Physics Professor Wins 2014 Spinoza Prize
Dirk Bouwmeester, a professor of physics at UC Santa Barbara, is among four recipients of the 2014 Spinoza Prize. Awarded annually by the Netherlands Organisation for Scientific Research (NWO), it is the country’s highest science award.
The prize, named after the 17th-century Dutch philosopher and scientist, will be presented at a special ceremony in September at the Nieuwe Kerk (Spinoza is buried in its churchyard) in The Hague. Each laureate will receive 2.5 million euros for their research.
“I was very surprised because I didn’t know that I had been nominated for this award and felt honored that some of my colleagues in the Netherlands must have made a significant effort to make this happen,” said Bouwmeester, who is also a physics professor at Leiden University in the Netherlands. “I also wasn’t aware of what the award actually implied. Therefore, I was even more surprised — or shocked might be a better word — to learn that it comes with 2.5 million euros. That’s about $3.4 million dollars free of overhead charges and periodic reports.”
Bouwmeester’s work combines the expertise of both of his research groups: experiments at extremely low temperatures at Leiden; and nanotechnology at UCSB. He tests the boundaries of the quantum mechanical world and the classical world, investigating whether a boundary actually exists and, if so, what characterizes it.
Current scientific understanding holds that the laws of quantum mechanics apply to the very smallest particles such as photons, electrons, atoms and molecules. Larger objects follow classical laws of physics. Bouwmeester investigates whether he can prove otherwise by bringing larger objects into a quantum mechanical state.
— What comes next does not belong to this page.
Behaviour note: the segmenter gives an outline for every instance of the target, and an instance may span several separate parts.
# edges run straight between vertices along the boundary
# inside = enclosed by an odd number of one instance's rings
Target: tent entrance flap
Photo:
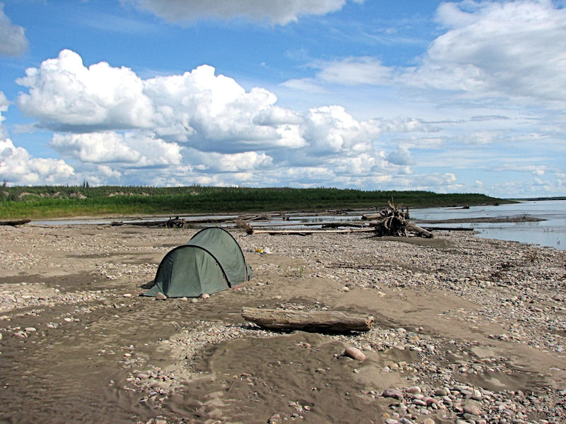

In 2003, in collaboration with Sir Roger Penrose of the University of Oxford, Bouwmeester introduced a radical new method for experimenting with the quantum mechanical properties of relatively large objects. Three years later, he demonstrated that a critical process for these experiments — namely the supercooling of an object with light — was possible. These supercooled experiments on mechanical systems have now been adopted by research groups worldwide and have ignited a race to test the quantum mechanics of relatively large objects.
Bouwmeester’s research has led to numerous breakthroughs in physics. As a postdoctoral researcher in Anton Zeilinger’s group at the University of Innsbruck in 1997, he contributed to experimental research deemed worthy of a Nobel Prize nomination: the first experimental evidence for quantum teleportation in which one particle assumes the properties of another particle without having any contact with it.
He has also conducted research into new forms of light — light that does not appear as a wave but as a circle. Connected and interwoven with each other, these circles can form knots. Bouwmeester and his colleagues recently demonstrated that such knots are also possible for plasma and for gravitational waves.
His current research involves artificial atoms in semiconductors with possible applications in quantum informatics, and silver nanoclusters with optical properties inserted in DNA, which have potential medical applications.
Bouwmeester works closely with colleagues and specialized companies to develop the instruments he requires for his research. Seeking to share his knowledge to a wider public, he participates in school projects in which high school students and their physics teachers are exposed to experimental research in the laboratory. He has also discussed the connection between quantum physics and Buddhism with the Dalai Lama.
Established by the NWO in 1995, the Spinoza Prize is awarded to scholars in the Netherlands whose work represents the highest caliber in cutting-edge science. With his award, Bouwmeester becomes one of 73 Spinoza laureates. In addition to the prize money, the laureates will receive a bronze statue of Spinoza.